[NTLUG:Discuss] robots.txt

Tue Mar 25 20:23:27 CST 2003

On Tuesday 25 March 2003 05:04 pm, David Ross wrote:
> I understand that this has to do with search engines,but 
what should a proper 
> robots.txt file contain? and what file permissions should 
it have (444,400??)

I don't think file permissions are relevant -- if your web 
server can serve it, that's all that counts.

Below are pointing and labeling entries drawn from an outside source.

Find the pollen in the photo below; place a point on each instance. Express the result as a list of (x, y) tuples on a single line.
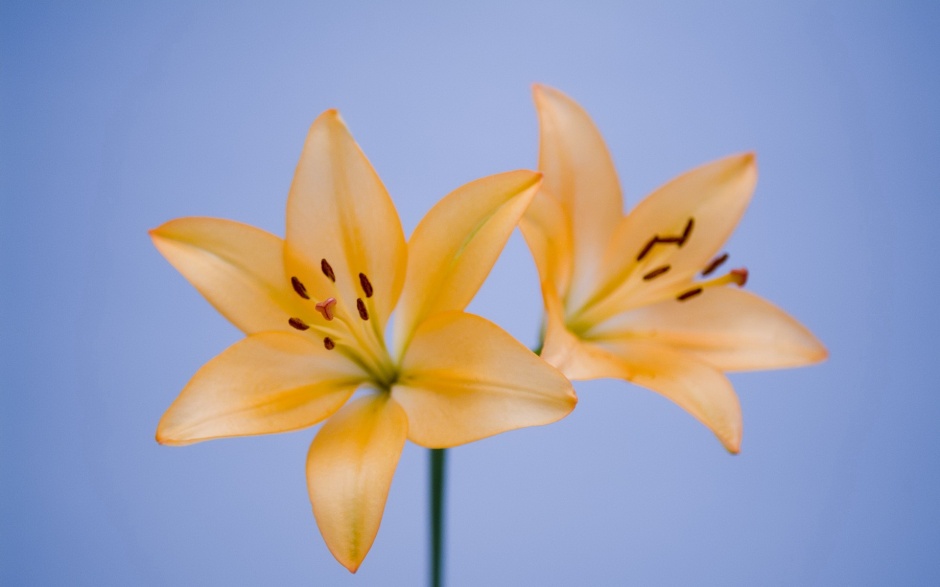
[(366, 285), (361, 306), (689, 294), (656, 272), (739, 276), (327, 270), (298, 323), (715, 264), (299, 288), (687, 232), (326, 308)]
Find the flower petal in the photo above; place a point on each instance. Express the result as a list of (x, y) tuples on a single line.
[(733, 330), (464, 378), (578, 172), (269, 382), (339, 211), (695, 386), (237, 267), (548, 233), (456, 244), (349, 471), (714, 196)]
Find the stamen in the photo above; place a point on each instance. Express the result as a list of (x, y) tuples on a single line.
[(298, 324), (366, 285), (361, 306), (688, 231), (326, 307), (656, 272), (649, 247), (299, 288), (327, 270), (715, 264), (689, 294)]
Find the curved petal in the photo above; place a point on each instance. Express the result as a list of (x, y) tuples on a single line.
[(339, 211), (269, 382), (733, 330), (237, 267), (456, 244), (695, 386), (713, 197), (548, 234), (349, 471), (578, 172), (464, 378)]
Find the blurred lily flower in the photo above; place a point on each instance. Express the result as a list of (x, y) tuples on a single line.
[(314, 307), (640, 297)]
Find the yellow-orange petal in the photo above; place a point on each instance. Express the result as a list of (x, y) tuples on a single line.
[(713, 197), (238, 268), (548, 233), (697, 387), (269, 382), (349, 471), (464, 378), (731, 329), (456, 244), (339, 210), (578, 172)]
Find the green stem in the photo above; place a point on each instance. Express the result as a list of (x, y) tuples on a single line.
[(438, 460)]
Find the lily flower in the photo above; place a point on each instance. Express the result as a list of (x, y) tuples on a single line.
[(314, 307), (639, 296)]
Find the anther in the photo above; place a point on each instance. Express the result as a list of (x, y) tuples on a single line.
[(715, 264), (649, 247), (326, 307), (361, 306), (656, 272), (739, 276), (689, 294), (298, 324), (299, 288), (366, 285), (687, 232), (327, 270)]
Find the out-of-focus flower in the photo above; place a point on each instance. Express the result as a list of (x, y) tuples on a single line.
[(635, 296), (314, 307)]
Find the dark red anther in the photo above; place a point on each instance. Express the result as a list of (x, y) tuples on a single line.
[(327, 270), (715, 264), (361, 306), (689, 294), (366, 285), (326, 307)]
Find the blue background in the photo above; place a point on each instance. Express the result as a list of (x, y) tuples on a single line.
[(115, 117)]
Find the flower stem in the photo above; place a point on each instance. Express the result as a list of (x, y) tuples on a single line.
[(438, 460)]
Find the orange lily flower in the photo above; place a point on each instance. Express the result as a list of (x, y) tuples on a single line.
[(634, 296), (314, 307)]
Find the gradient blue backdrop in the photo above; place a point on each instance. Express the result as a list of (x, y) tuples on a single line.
[(115, 117)]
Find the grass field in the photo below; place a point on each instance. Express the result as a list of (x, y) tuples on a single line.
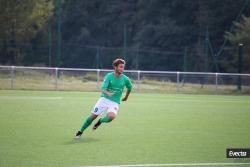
[(37, 129)]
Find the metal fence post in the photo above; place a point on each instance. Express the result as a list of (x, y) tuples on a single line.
[(178, 81), (216, 83), (138, 80), (56, 78), (12, 77), (97, 78)]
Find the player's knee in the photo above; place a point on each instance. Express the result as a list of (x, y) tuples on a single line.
[(111, 116)]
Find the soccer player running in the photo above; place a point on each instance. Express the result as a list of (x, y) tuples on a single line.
[(111, 92)]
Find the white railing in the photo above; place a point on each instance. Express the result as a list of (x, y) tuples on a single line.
[(45, 78)]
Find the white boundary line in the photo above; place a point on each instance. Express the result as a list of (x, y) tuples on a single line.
[(174, 164), (29, 98)]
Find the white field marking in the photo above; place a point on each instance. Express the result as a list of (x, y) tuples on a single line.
[(211, 101), (29, 98), (175, 164)]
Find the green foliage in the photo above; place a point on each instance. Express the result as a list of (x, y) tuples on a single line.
[(20, 23), (241, 34)]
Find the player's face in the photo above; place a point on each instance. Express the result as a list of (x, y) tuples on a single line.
[(120, 68)]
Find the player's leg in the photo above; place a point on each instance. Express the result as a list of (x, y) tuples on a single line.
[(111, 114), (86, 124), (97, 110), (108, 118)]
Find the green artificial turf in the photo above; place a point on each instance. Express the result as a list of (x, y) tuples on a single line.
[(37, 129)]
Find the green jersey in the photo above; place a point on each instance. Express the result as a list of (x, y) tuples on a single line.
[(116, 86)]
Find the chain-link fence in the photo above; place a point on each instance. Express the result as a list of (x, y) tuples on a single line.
[(71, 79)]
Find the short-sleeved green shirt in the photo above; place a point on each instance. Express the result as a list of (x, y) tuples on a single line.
[(115, 85)]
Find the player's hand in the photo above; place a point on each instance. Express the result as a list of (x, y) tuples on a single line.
[(124, 99)]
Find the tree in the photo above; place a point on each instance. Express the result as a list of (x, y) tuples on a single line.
[(241, 34), (20, 22)]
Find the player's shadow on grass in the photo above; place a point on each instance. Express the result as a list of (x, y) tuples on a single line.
[(82, 140)]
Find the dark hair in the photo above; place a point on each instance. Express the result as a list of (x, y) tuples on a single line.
[(116, 62)]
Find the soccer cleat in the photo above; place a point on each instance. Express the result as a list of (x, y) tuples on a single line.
[(78, 135), (97, 124)]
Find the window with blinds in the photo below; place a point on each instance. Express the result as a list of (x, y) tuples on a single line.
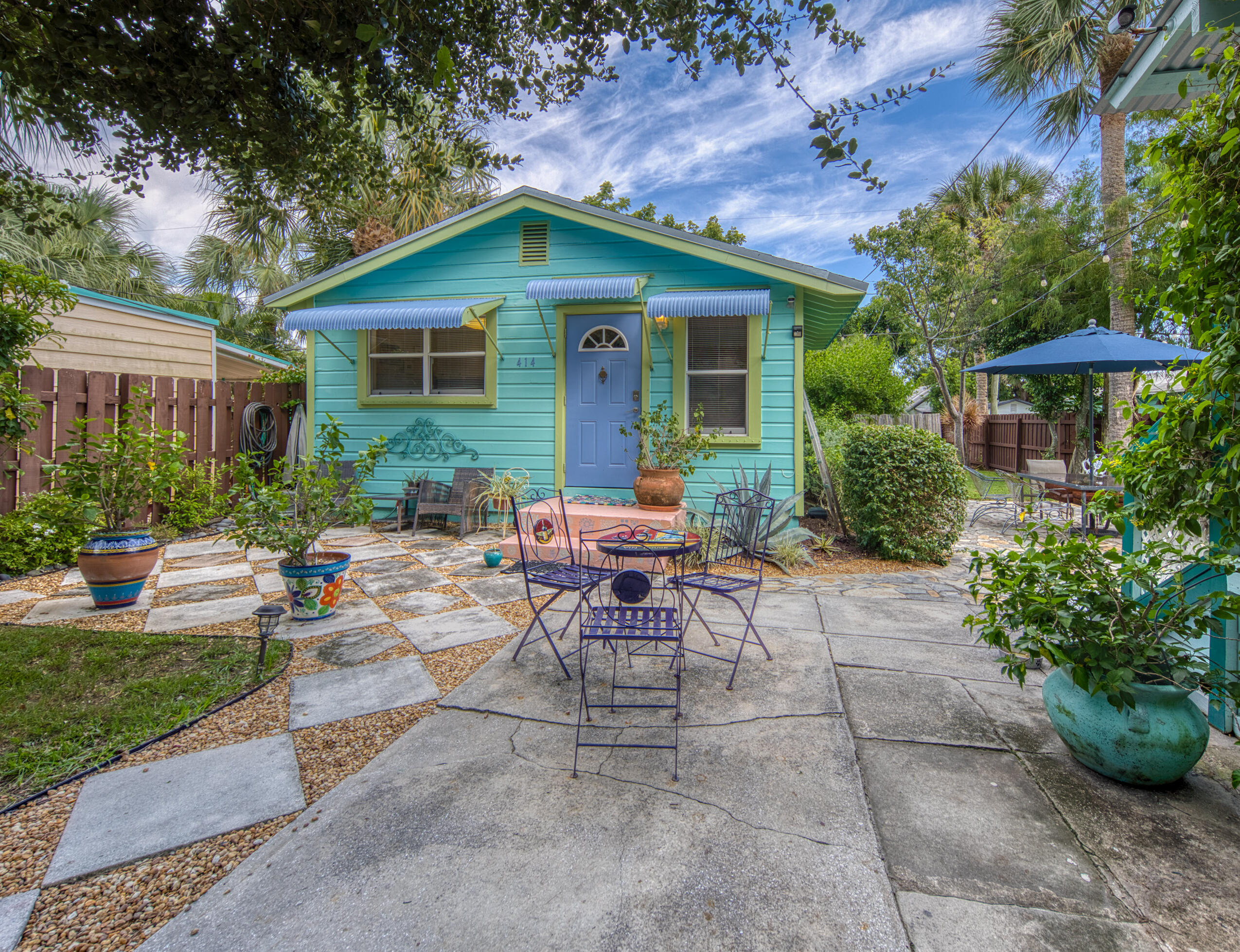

Here's an example of what one looks like -- it's basically 
a list of things you don't want the spiders to search:

# robots.txt file for Anansi Site
User-agent: *

Disallow: /Store
Disallow: /Image
Disallow: /Grid
Disallow: /Button
Disallow: /Banner
Disallow: /Background
Disallow: /Legal
Disallow: /Forum

There is of course one problem with this -- it relies on 
the spider to be cooperative.  In my experience, only the 
major search engine spiders will do that -- you will still 
get spidered.

For the ill-behaved spiders, there are such things as 
"spider traps" -- which take advantage of search mechanisms 
to provide essentially endless loops which the spider will 
proceed down until it eventually gives up and goes away.  
However, beyond knowing that they exist, I've never 
explored this option.

Another way to avoid excessive spidering is to make access 
to protected areas work only by an HTTP POST operation 
(i.e. a form submission).  Spiders generally do not fill 
out and submit web forms.

Cheers,
Terry

--
Terry Hancock ( hancock at anansispaceworks.com )
Anansi Spaceworks  http://www.anansispaceworks.com